An hour later Byron came into the kitchen carrying a small dead seal. Climbing down by a little treacherous path, he had seen it lying at the mouth of a cave and for some minutes had stood to watch it. By means of an inner membrane it was clearing first one nostril of sea-water and then the other; and he had shot it while it was still unaware of him.
"What's become o' the furnace?" he asked. "I told George to leav'n by the hedge-gripe."
Sabina, though a farmer, preserved some feminine traits and in particular a love of tidiness. She was as clean as a cat and to see her yard churned up by the hoofs of the cattle, and the farm implements at the mercy of the weather, troubled her. The rusty furnace, an outdoor stove used for farm purposes and, in particular, to try out seal-oil, had been an eyesore and she had had it removed.
"'Tis out in the bullocks' house."
Leadville 'damned 'er up in the 'eaps for interferin' with 'is things'; but he spoke, not harshly so much as absent-mindedly.
"I'll 'av the place as I've a mind to," returned Sabina placidly. Her husband had often raged against the equable good nature which suffered without malice, as a mother surfers the unreasonableness of her child. Now he only muttered vaguely as he set the gun in its thongs over the door.
"Where's Dick to?"
"Drayin' oreweed." Sabina, who had manoeuvred the trolly close to the fender, had been nodding in the agreeable warmth. An indoor life had made her susceptible to cold and this afternoon she felt tired and ill. The emotions rather than the work of the day had exhausted her, and she had thought to snatch a few minutes' rest before Mrs. Tom, whom she was expecting to call on the way back from Stowe, should arrive.

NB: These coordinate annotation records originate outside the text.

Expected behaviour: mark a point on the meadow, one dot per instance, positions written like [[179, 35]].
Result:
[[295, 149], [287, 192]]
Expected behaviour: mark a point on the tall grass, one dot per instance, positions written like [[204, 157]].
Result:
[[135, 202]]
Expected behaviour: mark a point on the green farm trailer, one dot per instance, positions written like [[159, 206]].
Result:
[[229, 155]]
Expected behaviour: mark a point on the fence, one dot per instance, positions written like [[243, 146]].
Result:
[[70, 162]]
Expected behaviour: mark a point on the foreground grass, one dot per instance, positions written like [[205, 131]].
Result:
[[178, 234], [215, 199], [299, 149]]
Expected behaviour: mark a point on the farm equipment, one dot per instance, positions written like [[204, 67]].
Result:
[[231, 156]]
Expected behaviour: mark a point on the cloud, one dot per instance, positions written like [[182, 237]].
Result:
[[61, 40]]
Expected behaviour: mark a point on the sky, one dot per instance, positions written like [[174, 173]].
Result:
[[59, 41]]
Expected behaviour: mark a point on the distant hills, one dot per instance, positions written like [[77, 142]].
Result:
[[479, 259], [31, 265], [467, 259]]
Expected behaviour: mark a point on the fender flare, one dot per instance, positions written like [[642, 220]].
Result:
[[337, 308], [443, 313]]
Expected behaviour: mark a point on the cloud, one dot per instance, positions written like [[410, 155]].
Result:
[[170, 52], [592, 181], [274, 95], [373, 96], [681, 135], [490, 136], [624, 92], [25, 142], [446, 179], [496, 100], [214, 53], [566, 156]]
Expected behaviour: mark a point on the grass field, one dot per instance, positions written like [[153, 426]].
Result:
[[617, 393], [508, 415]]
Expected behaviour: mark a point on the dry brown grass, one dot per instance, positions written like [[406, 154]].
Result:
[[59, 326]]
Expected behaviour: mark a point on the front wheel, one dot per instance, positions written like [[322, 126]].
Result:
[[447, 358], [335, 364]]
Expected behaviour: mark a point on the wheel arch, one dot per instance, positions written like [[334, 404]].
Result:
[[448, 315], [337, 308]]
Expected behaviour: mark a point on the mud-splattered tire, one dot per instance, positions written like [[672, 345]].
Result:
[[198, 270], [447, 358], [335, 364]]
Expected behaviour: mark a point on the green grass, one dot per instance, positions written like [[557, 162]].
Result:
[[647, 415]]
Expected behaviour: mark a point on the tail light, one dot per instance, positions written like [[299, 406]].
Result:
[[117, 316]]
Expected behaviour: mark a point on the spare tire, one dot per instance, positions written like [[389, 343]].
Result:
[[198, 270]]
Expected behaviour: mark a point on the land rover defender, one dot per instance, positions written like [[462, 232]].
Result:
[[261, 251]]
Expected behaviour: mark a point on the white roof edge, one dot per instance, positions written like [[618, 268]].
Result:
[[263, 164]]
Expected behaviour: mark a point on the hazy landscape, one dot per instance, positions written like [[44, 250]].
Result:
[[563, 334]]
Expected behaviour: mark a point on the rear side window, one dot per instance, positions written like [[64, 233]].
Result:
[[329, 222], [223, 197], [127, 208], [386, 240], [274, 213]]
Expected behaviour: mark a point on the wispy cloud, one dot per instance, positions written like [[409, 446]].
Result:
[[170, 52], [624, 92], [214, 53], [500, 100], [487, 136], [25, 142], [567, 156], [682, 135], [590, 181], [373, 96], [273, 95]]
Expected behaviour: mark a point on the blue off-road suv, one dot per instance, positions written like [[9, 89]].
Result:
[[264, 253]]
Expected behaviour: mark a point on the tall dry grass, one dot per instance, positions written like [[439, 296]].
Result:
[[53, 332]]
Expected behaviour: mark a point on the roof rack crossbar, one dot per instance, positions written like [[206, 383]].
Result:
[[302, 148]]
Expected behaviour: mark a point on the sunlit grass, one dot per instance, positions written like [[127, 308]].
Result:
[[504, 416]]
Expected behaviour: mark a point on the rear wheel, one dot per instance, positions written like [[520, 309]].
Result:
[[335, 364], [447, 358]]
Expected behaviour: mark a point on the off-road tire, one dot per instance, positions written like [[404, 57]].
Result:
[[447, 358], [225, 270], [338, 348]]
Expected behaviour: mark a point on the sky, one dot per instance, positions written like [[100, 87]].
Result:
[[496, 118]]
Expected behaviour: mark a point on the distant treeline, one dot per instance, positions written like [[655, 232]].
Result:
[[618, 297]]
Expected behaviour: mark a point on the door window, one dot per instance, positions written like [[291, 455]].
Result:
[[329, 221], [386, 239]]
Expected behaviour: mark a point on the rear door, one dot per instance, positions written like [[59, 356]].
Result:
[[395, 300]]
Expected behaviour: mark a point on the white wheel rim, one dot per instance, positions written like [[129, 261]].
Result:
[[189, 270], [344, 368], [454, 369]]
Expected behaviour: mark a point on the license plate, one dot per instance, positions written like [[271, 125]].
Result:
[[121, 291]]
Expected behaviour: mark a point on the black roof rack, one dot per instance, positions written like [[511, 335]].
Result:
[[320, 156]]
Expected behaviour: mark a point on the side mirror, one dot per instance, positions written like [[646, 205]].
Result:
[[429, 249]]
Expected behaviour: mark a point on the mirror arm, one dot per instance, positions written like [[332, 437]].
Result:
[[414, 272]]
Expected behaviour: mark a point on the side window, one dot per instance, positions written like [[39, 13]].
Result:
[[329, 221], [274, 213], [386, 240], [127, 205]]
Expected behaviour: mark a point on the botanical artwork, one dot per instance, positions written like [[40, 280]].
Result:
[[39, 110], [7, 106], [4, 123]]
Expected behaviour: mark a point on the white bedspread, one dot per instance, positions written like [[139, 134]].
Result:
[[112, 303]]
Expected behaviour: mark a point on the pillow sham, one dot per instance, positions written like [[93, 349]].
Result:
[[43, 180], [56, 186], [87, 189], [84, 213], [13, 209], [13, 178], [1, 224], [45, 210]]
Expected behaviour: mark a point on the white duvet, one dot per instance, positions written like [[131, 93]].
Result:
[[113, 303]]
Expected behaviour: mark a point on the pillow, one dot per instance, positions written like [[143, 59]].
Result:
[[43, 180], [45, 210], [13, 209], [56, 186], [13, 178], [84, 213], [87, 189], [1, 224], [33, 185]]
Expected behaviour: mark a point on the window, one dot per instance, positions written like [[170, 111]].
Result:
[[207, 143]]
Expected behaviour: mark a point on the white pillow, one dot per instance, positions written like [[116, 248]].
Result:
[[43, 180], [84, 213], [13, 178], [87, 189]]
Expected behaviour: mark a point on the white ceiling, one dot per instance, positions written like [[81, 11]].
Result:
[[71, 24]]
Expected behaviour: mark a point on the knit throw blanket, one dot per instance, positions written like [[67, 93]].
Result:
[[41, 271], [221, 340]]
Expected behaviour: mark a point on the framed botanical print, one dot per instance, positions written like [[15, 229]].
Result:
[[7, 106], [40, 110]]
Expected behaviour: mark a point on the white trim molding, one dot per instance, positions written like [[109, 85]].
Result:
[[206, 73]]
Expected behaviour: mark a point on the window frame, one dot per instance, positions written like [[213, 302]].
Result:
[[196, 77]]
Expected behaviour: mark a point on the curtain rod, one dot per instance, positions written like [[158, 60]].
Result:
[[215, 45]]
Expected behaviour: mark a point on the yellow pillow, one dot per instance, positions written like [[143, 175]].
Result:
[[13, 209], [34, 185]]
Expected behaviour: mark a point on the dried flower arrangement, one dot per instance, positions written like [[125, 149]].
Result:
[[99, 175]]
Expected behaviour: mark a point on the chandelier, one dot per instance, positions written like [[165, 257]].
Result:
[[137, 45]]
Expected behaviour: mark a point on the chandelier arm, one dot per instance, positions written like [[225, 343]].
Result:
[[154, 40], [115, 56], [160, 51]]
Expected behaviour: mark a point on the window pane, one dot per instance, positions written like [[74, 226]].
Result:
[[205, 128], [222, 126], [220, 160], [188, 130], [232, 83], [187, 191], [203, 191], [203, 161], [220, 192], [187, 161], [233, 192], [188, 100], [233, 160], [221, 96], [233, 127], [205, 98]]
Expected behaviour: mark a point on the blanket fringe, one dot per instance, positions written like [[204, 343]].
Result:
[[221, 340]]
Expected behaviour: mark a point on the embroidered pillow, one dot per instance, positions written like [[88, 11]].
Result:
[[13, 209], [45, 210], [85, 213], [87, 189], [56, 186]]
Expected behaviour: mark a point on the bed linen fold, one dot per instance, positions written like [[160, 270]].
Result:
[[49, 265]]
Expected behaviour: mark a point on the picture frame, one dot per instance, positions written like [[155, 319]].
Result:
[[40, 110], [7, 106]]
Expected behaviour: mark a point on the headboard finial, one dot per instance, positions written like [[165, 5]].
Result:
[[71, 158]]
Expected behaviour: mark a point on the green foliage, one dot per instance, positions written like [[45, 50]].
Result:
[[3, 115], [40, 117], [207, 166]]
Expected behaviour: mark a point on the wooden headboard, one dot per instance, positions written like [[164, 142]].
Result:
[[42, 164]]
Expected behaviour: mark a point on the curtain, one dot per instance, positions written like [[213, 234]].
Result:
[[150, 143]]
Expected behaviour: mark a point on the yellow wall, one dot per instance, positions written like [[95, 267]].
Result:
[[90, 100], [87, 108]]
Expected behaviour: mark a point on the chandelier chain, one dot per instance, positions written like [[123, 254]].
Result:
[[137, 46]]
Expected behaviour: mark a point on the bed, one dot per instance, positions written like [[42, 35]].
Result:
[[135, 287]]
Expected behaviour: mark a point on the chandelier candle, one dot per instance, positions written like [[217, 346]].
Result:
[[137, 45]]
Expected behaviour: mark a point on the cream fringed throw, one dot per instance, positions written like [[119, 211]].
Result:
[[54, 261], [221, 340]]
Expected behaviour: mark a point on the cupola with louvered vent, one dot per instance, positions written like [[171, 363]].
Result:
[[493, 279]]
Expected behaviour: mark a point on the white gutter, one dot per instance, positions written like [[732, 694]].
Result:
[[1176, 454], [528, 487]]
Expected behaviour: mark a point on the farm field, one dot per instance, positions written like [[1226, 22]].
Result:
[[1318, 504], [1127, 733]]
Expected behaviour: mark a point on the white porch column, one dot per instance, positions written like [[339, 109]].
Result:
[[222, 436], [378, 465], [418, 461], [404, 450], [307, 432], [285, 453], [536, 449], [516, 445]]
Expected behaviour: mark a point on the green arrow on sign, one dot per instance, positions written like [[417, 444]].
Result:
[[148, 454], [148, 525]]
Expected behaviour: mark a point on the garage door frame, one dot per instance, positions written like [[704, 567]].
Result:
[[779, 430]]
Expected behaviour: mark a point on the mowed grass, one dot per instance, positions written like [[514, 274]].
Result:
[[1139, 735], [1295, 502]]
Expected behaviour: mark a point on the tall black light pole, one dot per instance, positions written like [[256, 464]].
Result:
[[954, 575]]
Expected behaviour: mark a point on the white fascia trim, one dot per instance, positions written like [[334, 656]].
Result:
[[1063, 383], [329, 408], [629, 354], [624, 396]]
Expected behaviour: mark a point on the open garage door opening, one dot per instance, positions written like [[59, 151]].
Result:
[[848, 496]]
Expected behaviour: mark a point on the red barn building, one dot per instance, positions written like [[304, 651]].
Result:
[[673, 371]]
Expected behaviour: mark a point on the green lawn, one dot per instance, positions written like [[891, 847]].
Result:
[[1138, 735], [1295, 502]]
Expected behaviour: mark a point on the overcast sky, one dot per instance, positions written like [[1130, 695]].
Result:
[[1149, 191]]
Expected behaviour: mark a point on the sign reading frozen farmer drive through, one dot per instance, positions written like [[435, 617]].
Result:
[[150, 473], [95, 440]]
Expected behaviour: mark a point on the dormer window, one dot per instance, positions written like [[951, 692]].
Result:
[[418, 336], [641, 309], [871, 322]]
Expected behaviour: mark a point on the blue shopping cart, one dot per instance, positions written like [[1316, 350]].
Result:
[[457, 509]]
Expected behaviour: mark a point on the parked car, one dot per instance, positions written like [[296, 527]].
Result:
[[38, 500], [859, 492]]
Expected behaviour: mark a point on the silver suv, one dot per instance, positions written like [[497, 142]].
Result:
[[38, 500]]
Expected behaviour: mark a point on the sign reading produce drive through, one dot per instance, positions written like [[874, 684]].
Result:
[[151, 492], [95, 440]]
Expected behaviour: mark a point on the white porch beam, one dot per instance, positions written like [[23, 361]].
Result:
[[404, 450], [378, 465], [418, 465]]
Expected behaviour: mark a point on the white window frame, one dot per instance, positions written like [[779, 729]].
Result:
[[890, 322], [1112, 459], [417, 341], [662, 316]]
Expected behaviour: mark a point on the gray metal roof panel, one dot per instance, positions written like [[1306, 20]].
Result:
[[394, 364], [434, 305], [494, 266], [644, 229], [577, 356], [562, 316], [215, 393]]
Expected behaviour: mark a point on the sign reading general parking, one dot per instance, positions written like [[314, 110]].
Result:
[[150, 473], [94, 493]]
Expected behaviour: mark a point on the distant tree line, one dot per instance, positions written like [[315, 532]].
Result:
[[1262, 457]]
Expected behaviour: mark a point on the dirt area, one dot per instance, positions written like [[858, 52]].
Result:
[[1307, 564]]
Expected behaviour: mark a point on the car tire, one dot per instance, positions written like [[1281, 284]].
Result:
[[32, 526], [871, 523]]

"You'll catch afire one of these days if you keep on gruddlin' so," said Byron, with a fathering wish. Sabina could not follow his thought, in fact she mistook it for solicitude. It was long since he had shown any interest in her welfare. Could the doctor's visit, revealing that she was in a poor way, have brought her husband to a better mind? Like the rest of us she could not believe that it takes all sorts to make a world and, in the eyes of others, saw consequently only the reflection of herself. She looked hopefully at Leadville and at once he turned away, hanging his big head and balancing from one foot to the other. His mind was stirring, as the sand crawls under an army of ants. He felt the movement, was perhaps vaguely conscious of the direction in which he was going, but could not see the end; not yet.
A cart laden with glistening weed, wet and olive-brown, had come up from the beach. As Leadville lounged out of the porch he saw that Dick Bennett was the driver. The weed had been left by the receding tide, left ankle-deep in every sandy bay, strewn over the black rocks; a generous provision, enough for every potato-patch in the parish. Nor did the glossy slippery weed constitute the whole of the sea-harvest. Manure for the fields, wood for the kitchen fires and, what that wood had held—oranges and shelled walnuts, crates and bags and boxes—had floated in during the night. The sea had been good to the lonely dwellers on her coasts; and she had offered, in her own gruesome fashion, a Christmas gift.